===============
The CLI backend
===============

The goal of GenCLI is to compile RPython programs to the CLI virtual
machine.


Target environment and language
===============================

The target of GenCLI is the Common Language Infrastructure environment
as defined by the `Standard Ecma 335`_.

While in an ideal world we might suppose GenCLI to run fine with
every implementation conforming to that standard, we know the world we
live in is far from ideal, so extra efforts can be needed to mantain
compatibility with more than one implementation.

At the moment of writing the two most popular implementations of the
standard are supported: Microsoft Common Language Runtime (CLR) and
Mono.

Then we have to choose how to generate the real executables. There are
two main alternatives: generating source files in some high level
language (such as C#) or generating assembly level code in
Intermediate Language (IL).

The IL approach is much faster during the code generation
phase, because it doesn't need to call a compiler. By contrast the
high level approach has two main advantages:

  - the code generation part could be easier because the target
    language supports high level control structures such as
    structured loops;
  
  - the generated executables take advantage of compiler's
    optimizations.

In reality the first point is not an advantage in the PyPy context,
because the `flow graph`_ we start from is quite low level and Python
loops are already expressed in terms of branches (i.e., gotos).
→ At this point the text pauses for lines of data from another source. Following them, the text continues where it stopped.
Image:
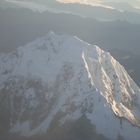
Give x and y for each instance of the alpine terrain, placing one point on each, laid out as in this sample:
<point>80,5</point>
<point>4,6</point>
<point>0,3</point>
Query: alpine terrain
<point>59,87</point>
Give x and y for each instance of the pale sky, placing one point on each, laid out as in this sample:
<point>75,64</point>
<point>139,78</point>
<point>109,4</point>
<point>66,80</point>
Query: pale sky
<point>134,3</point>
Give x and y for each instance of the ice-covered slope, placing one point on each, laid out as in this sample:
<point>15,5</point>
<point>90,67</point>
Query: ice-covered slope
<point>59,77</point>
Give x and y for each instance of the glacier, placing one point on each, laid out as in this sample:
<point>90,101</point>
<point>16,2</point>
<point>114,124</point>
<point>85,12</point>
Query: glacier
<point>61,75</point>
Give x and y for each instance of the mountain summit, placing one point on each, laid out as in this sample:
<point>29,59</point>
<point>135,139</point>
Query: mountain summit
<point>59,84</point>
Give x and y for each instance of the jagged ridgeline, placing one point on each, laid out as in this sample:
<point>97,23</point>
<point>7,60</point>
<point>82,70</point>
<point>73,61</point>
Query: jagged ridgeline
<point>60,87</point>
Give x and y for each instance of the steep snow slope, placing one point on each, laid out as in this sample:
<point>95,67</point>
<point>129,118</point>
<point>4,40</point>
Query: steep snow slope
<point>63,77</point>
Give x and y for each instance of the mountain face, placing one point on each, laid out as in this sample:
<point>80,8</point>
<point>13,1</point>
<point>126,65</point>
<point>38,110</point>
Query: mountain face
<point>61,87</point>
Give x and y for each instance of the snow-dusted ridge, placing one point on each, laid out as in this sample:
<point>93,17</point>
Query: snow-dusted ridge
<point>60,74</point>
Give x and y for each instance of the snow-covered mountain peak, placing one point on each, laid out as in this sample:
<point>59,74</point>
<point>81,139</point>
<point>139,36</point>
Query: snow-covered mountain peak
<point>61,75</point>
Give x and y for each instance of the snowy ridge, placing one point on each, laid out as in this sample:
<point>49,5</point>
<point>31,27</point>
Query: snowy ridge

About the compiler optimizations we must remember that the flow graph
we receive from earlier stages is already optimized: PyPy implements
a number of optimizations such a constant propagation and
dead code removal, so it's not obvious if the compiler could
do more.

Moreover by emitting IL instruction we are not constrained to rely on
compiler choices but can directly choose how to map CLI opcodes: since
the backend often know more than the compiler about the context, we
might expect to produce more efficient code by selecting the most
appropriate instruction; e.g., we can check for arithmetic overflow
only when strictly necessary.

The last but not least reason for choosing the low level approach is
flexibility in how to get an executable starting from the IL code we
generate:

  - write IL code to a file, then call the ilasm assembler;
  
  - directly generate code on the fly by accessing the facilities
    exposed by the System.Reflection.Emit API.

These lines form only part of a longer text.